Damit wird Spielraum geschaffen für neue Optionen. Die neuen Richtlinien rücken vor allem die Aus- und Weiterbildung von ehrenamtlichen Übungsleitern mehr in den Fokus. Das spiegelt den Anspruch des Regiosportbundes wider, dass die Vereine ein möglichst hoch qualifiziertes Angebot unterbreiten sollen. 14.000 Euro stehen hierfür fortan pro Jahr zur Verfügung. Außerdem gibt es zukünftig eine Talentförderung (2000 Euro), die für bei überregionalen Wettkämpfen startende Jugendliche vorgesehen ist. Unterstützt werden soll zudem das „junge Ehrenamt“ mit insgesamt 3600 Euro. Bis zu drei Stipendien können an junge Menschen zwischen 18 und 27 Jahren vergeben werden, die in ihrem Verein oder Verband eine „ehrenamtliche Schlüsselposition“ haben.

Und schließlich soll dem demografischen Wandel Rechnung getragen werden.
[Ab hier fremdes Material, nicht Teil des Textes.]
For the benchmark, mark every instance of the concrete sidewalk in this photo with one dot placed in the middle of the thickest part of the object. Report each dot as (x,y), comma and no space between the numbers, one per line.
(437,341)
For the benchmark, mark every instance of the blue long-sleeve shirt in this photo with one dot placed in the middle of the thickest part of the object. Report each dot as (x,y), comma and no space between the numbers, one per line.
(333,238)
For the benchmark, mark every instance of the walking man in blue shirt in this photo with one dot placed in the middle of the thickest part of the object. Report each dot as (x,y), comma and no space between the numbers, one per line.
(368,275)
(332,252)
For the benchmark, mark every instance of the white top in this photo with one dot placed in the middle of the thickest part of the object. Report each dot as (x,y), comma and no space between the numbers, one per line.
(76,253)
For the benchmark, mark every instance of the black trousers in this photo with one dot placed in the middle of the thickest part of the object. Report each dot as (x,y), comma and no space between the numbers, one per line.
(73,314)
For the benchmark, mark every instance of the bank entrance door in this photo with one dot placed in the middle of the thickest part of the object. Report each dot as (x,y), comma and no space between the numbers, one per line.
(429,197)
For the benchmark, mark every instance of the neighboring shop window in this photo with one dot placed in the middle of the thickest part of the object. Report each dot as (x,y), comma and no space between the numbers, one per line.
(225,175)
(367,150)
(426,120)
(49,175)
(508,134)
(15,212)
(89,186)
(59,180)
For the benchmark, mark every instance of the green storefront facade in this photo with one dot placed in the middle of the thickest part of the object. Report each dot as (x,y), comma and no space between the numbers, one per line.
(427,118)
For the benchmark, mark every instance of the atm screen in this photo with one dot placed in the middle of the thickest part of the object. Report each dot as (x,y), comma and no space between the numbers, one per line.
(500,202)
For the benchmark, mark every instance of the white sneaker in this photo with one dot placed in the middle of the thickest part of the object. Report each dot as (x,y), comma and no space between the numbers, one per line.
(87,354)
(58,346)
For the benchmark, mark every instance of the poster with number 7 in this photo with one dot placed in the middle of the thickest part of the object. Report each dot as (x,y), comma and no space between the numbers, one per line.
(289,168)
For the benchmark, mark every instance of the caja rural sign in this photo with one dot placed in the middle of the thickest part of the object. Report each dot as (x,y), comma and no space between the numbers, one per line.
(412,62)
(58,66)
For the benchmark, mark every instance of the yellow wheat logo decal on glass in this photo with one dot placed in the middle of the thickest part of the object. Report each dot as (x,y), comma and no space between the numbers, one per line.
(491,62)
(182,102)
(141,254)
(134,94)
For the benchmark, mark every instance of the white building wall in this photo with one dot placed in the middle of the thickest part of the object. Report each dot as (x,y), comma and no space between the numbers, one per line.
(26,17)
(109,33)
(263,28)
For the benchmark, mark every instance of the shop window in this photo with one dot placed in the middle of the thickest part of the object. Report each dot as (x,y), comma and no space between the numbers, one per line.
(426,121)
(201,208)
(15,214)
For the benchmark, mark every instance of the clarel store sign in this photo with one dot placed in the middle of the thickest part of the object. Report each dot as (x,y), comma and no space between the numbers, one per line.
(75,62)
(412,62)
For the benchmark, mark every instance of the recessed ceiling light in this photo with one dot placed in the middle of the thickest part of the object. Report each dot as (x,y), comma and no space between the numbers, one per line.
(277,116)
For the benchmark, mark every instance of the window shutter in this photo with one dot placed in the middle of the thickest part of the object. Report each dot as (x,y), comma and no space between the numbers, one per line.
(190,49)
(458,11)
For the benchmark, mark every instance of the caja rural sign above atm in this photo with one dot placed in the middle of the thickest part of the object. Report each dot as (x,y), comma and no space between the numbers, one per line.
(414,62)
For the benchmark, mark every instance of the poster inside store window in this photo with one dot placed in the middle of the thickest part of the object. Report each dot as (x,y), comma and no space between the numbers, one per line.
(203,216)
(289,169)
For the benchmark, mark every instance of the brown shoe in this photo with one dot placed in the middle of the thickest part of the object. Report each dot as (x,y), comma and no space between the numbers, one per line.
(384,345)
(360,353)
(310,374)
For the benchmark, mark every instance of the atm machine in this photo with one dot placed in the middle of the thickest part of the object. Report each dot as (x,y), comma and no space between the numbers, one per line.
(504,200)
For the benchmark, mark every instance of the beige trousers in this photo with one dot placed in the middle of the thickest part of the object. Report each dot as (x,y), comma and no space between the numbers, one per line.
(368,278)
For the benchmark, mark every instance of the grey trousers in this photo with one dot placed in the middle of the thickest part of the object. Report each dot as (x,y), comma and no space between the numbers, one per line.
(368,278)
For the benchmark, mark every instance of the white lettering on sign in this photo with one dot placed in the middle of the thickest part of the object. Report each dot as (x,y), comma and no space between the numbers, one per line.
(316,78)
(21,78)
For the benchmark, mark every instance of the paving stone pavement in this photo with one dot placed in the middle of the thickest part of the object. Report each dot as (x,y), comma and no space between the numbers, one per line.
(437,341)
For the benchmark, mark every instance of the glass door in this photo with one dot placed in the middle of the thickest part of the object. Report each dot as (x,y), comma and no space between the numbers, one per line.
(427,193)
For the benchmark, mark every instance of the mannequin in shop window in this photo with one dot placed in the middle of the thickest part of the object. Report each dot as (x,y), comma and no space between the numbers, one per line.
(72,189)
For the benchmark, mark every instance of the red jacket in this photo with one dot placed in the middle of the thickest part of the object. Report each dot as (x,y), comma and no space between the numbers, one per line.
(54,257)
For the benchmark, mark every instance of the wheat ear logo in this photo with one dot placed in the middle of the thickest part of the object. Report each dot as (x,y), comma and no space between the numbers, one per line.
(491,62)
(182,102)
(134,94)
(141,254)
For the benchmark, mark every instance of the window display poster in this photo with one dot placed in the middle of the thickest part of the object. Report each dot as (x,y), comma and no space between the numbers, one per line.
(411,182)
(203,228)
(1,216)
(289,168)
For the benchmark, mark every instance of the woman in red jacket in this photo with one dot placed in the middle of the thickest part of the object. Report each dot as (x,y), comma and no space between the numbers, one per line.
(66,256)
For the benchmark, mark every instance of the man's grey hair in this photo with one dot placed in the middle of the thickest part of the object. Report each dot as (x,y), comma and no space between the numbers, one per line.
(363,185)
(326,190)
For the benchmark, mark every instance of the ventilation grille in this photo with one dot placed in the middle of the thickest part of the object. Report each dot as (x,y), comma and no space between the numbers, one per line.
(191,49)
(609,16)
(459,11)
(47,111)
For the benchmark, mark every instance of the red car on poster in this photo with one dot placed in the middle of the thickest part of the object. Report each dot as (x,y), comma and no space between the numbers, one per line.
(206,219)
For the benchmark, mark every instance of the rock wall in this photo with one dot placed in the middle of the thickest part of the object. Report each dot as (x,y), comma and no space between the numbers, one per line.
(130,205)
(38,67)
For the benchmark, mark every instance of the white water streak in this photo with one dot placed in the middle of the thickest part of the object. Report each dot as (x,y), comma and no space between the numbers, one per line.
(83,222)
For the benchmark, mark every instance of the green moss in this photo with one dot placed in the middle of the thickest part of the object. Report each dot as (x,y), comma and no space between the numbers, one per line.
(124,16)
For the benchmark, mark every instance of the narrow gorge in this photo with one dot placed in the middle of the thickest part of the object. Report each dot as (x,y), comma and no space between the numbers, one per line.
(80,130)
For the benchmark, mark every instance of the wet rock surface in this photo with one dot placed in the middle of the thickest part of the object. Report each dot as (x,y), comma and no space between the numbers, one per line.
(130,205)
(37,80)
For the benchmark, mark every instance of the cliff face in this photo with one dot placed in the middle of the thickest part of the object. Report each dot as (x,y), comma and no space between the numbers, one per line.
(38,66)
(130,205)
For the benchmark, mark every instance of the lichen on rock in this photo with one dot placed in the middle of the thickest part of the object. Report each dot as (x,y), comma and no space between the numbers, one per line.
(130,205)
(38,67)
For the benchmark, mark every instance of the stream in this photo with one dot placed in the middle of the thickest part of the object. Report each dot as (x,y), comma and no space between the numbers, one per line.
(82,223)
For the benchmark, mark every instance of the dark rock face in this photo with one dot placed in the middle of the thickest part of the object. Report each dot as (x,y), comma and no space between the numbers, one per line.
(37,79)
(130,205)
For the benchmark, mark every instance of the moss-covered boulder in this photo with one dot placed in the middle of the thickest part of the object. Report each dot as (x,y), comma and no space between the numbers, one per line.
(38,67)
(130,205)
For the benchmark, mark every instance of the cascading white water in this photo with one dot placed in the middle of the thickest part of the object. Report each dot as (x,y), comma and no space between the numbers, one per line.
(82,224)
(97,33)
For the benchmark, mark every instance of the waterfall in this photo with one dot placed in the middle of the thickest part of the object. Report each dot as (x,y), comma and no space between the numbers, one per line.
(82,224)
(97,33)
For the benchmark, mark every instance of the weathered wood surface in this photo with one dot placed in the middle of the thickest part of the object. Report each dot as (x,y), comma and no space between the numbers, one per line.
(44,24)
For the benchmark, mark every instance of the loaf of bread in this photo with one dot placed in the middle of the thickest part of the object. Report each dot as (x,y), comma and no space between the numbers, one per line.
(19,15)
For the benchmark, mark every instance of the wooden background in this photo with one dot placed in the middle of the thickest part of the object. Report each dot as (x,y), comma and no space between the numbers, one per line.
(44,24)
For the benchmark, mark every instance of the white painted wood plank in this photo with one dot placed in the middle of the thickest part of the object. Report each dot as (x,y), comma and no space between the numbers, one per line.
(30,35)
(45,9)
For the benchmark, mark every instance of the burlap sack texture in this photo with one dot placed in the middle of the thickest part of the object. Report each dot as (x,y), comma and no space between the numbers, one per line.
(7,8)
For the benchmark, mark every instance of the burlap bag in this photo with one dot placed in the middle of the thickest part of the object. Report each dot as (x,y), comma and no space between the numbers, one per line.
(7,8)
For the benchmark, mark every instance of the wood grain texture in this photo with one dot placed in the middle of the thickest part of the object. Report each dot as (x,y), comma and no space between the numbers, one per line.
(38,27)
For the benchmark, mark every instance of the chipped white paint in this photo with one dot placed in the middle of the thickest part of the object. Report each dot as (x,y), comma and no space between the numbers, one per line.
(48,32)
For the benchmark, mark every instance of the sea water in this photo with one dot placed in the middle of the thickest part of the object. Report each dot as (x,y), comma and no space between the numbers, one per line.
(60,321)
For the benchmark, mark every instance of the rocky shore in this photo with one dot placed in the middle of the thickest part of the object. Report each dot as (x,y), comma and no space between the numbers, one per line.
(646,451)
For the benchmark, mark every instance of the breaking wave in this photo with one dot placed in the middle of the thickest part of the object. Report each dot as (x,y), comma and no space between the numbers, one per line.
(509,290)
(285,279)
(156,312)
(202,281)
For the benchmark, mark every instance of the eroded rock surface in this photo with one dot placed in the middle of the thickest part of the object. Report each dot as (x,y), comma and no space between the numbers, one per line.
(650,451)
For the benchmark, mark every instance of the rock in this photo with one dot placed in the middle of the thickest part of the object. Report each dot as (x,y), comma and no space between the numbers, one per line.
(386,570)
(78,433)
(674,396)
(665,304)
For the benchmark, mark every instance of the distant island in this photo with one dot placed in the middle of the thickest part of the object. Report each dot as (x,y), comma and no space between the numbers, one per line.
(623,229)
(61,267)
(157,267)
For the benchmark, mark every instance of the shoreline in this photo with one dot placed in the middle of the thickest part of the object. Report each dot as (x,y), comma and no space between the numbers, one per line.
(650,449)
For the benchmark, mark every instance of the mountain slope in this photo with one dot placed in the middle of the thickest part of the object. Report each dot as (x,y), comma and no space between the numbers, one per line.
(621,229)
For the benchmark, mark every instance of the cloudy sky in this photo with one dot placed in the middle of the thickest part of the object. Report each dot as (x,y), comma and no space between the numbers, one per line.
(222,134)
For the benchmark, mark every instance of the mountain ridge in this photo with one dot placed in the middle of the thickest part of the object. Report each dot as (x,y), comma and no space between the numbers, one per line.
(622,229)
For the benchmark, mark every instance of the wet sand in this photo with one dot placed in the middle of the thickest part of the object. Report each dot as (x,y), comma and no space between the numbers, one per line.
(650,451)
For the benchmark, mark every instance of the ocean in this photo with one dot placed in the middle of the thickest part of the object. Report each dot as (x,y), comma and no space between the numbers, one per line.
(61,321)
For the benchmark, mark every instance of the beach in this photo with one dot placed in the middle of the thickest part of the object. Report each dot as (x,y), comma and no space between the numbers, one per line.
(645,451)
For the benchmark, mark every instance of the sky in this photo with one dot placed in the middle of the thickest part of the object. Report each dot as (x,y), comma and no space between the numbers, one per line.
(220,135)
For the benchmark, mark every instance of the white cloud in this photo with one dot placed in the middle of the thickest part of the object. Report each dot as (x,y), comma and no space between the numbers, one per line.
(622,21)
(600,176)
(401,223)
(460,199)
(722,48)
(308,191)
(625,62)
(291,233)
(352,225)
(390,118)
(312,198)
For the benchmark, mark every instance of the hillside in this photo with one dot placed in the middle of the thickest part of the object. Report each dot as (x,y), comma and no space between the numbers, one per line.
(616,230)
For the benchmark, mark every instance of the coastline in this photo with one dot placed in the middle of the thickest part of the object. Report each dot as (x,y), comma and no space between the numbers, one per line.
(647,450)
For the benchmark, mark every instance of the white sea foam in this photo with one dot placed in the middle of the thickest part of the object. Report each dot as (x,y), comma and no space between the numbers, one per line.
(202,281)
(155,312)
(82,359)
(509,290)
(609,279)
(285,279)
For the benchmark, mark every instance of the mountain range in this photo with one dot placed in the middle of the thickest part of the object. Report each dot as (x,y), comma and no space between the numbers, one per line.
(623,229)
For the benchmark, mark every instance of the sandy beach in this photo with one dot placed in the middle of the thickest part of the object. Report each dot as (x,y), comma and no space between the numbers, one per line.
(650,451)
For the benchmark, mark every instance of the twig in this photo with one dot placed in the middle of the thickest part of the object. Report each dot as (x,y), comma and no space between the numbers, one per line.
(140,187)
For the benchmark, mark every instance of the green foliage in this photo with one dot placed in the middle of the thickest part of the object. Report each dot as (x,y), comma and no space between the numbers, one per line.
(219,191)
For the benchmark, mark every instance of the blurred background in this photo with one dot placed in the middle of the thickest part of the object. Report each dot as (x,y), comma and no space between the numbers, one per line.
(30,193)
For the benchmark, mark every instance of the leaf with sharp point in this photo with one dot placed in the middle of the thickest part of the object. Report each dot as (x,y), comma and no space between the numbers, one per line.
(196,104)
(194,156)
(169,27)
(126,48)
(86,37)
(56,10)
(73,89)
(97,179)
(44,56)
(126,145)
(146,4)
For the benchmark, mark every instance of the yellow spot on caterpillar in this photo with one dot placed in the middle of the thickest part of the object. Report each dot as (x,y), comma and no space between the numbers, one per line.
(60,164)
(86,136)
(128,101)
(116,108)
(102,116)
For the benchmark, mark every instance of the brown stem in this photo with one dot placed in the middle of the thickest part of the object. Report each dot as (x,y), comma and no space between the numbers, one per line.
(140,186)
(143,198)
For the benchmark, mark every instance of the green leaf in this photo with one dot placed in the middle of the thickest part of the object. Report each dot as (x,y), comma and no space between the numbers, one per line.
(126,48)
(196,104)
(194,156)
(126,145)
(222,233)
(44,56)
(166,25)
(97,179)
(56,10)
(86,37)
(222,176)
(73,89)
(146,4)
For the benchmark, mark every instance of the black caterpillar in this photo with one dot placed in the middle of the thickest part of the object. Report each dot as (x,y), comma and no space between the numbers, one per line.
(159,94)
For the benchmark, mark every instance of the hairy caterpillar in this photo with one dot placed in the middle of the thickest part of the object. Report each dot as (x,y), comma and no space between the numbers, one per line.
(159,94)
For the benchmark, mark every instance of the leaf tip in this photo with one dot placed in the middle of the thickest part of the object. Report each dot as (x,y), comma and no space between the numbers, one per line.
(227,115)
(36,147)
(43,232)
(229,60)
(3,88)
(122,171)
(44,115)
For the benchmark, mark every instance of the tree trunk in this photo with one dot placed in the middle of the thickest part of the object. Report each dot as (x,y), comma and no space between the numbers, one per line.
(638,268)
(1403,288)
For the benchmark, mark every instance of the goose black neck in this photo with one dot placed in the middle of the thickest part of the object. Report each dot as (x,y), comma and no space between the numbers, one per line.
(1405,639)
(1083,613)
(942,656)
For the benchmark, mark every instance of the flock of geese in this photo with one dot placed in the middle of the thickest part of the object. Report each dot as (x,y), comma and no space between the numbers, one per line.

In den Richtlinien ist das unter der Überschrift „Experimentierbereich“ aufgeführt, was wohl so zu deuten ist, dass die verfügbaren 12.Re000 Euro nicht alleine für die erwähnte Förderung von Fusionen und Kooperationen verausgabt werden sollen bzw. müssen. Es kommen auch „zukunftsweisende Projekte“ in Frage, die im Kinder- und Jugendbereich initiiert werden.

Man darf gespannt sein, was sich daraus entwickelt. Klaus Offergeld jedenfalls hofft auf „ganz viele Anträge“. In diesem Sinne will der Regiosportbund die Vereine verstärkt auf die Möglichkeiten aufmerksam machen, die die Sportförderung gerade unter den neuen Vorzeichen bietet. Am 30. September kann eine erste Bilanz gezogen werden. Dann endet in allen Bereichen die Antragsfrist für 2017.